7.2 Ethical and financial conflicts

Since antibiotic resistance is an issue affecting the whole world it might seem unethical for companies to withhold information that might help to solve the problem. As members of this group working on this specific project we had to sign a non-disclosure agreement, which upon signing meant that we could not spread any type of information regarding the specific design criteria of the target probes.

However, this kind of information might hold a significant value for solving the antibiotic resistance issue, which could possibly be of great use to other researchers working on solving this problem. Is it ethically acceptable for companies to knowingly withhold valuable information regarding an issue that affects all of society on a global scale, that we should all work together on to solve as quickly as possible? From this point of view it might seem wrong for a company to keep this information to themselves for economical reasons.

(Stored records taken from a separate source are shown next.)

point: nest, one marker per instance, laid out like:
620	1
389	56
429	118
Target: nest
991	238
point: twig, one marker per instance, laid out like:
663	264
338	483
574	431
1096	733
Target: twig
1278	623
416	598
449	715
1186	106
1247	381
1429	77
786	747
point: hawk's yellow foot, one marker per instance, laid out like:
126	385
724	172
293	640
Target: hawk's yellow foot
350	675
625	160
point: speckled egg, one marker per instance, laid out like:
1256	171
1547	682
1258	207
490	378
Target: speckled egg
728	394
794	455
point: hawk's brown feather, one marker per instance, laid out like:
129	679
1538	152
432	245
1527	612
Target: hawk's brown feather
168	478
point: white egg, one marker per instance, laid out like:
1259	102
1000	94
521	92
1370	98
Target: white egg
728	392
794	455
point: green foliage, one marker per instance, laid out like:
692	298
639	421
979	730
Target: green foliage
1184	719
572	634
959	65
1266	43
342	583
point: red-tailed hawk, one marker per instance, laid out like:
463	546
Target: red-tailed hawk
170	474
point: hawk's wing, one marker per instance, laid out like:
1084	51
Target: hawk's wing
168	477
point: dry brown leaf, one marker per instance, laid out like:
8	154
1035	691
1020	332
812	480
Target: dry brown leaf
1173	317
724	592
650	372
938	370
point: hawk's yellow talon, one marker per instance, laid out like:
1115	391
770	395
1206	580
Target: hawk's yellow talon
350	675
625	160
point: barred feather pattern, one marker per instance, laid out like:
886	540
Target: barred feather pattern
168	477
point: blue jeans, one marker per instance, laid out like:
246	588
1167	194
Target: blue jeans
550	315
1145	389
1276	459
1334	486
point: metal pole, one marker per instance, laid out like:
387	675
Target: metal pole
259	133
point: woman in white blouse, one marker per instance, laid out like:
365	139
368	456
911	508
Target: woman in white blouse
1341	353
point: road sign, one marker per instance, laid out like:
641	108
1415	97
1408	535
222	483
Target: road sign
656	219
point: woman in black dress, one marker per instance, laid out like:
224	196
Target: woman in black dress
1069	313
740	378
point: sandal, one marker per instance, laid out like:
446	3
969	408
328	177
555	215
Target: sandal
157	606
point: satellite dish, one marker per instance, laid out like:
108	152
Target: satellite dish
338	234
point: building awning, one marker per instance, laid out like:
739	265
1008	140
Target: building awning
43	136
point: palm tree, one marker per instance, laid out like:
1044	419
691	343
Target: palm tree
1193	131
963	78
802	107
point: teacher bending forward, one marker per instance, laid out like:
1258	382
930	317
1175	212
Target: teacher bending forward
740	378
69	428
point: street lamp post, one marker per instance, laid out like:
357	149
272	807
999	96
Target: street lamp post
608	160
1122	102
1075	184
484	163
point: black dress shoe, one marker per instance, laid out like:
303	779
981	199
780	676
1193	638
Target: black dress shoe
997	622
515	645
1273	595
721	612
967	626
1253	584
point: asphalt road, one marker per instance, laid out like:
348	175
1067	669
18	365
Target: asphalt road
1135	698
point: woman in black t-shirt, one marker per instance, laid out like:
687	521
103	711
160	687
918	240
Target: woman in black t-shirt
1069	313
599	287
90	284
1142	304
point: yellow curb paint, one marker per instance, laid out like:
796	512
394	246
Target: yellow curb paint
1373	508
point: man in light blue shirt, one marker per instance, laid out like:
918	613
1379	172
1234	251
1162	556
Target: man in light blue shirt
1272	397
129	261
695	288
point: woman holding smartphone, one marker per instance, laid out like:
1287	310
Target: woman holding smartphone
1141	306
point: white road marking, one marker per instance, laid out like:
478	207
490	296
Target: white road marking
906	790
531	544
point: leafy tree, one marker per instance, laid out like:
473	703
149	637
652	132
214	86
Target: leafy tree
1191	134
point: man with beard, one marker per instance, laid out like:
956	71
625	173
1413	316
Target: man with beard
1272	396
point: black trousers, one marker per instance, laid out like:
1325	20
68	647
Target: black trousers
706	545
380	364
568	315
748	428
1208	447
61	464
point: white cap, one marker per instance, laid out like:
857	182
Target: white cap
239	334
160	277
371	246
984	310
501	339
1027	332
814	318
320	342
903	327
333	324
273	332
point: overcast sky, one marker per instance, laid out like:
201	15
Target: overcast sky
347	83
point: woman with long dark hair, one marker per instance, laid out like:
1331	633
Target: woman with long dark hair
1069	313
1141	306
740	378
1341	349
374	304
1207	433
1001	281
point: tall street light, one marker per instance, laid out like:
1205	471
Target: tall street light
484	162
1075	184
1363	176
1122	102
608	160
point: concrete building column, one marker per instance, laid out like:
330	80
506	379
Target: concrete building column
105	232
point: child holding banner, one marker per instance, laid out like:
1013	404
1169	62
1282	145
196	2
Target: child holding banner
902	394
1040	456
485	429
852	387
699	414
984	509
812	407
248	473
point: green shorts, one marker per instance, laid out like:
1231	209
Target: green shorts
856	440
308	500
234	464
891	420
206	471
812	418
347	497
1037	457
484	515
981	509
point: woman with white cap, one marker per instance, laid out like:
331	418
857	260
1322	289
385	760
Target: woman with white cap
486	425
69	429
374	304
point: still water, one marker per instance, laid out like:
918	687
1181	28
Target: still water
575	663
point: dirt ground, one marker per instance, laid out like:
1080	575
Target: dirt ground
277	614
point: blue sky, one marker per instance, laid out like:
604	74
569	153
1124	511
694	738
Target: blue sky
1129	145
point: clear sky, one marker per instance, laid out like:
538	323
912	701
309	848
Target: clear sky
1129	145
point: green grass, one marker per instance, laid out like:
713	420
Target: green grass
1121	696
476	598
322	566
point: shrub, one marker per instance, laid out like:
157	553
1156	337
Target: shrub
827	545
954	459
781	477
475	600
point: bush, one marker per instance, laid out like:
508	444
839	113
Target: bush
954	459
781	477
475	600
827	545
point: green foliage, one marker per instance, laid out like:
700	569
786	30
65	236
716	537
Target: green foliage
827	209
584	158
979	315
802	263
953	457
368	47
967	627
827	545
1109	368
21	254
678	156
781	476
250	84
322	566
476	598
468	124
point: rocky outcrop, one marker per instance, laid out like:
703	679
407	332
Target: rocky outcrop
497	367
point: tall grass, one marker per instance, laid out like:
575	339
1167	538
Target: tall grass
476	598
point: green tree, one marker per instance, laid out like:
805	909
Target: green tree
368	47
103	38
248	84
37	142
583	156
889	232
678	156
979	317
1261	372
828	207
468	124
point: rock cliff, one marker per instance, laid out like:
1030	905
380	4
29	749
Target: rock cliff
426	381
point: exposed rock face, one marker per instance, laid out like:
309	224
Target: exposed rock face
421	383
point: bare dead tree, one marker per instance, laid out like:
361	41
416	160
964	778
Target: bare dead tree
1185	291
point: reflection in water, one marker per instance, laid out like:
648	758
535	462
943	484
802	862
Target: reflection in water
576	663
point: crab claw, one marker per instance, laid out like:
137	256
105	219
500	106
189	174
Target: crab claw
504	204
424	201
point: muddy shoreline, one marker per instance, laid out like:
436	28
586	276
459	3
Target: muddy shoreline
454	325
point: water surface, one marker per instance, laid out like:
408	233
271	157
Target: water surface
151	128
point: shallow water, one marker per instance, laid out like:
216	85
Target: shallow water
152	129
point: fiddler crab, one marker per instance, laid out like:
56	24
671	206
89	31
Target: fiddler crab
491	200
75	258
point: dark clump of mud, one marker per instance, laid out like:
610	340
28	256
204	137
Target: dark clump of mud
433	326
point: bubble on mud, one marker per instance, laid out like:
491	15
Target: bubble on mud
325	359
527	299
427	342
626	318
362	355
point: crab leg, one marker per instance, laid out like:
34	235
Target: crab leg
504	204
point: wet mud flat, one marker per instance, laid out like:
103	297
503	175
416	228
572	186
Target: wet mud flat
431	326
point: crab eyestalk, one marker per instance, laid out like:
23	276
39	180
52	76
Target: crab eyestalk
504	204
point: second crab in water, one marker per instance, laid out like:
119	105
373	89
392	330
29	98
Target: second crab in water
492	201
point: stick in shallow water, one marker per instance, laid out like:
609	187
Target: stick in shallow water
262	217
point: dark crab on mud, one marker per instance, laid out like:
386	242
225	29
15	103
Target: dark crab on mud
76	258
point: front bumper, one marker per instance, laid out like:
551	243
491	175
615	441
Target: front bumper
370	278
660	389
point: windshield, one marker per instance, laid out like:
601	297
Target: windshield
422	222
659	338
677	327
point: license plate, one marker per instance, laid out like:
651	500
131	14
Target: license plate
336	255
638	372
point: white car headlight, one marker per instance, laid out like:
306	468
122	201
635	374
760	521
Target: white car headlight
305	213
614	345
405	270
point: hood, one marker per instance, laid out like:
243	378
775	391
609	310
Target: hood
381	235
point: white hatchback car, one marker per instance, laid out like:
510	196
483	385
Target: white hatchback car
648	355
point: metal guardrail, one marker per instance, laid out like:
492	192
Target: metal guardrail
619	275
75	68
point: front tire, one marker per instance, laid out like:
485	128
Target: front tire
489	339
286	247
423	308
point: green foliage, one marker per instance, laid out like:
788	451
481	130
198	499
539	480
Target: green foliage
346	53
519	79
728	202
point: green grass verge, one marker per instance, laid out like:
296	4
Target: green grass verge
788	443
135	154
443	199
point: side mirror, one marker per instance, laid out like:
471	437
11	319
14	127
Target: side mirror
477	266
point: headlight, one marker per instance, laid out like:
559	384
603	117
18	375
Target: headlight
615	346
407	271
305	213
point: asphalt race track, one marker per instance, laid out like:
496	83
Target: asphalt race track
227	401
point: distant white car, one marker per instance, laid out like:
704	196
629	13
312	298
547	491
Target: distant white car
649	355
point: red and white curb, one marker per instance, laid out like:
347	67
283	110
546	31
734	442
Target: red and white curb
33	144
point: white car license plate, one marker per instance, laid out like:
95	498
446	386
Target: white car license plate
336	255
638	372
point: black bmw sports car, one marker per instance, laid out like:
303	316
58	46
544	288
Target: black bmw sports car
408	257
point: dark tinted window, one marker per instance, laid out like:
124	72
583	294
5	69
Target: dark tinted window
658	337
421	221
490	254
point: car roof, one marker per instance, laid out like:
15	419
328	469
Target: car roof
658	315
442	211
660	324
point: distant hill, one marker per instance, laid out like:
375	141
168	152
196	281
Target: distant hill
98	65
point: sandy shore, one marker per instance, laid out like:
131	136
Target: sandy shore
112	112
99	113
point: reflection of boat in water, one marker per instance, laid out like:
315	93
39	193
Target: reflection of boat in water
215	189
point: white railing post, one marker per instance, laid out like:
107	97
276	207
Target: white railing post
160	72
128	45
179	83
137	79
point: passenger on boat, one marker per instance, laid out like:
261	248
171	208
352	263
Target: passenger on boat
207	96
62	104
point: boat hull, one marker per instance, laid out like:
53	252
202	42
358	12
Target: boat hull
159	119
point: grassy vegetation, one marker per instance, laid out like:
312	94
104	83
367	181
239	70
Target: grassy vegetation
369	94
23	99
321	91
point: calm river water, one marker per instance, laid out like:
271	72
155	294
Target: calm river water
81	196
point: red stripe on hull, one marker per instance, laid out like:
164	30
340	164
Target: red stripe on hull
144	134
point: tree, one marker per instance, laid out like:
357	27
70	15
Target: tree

On the other one hand we have to consider the fact that ensuring that a profit can be made of a product is necessary for it to be developed in the first place, and that once the initial technology is on the market the price of manufacture can be significantly lowered so that even low income countries can afford it. You need a large amount of funding for a new product to be made, but no one would be interested in investing in a product that might not generate a profit simply because of someone else beating you to the punch. It is therefore a necessary thing that we must face within scientific research in corporate world. However it is always worth discussing when it is necessary to keep information confidential and when it is not.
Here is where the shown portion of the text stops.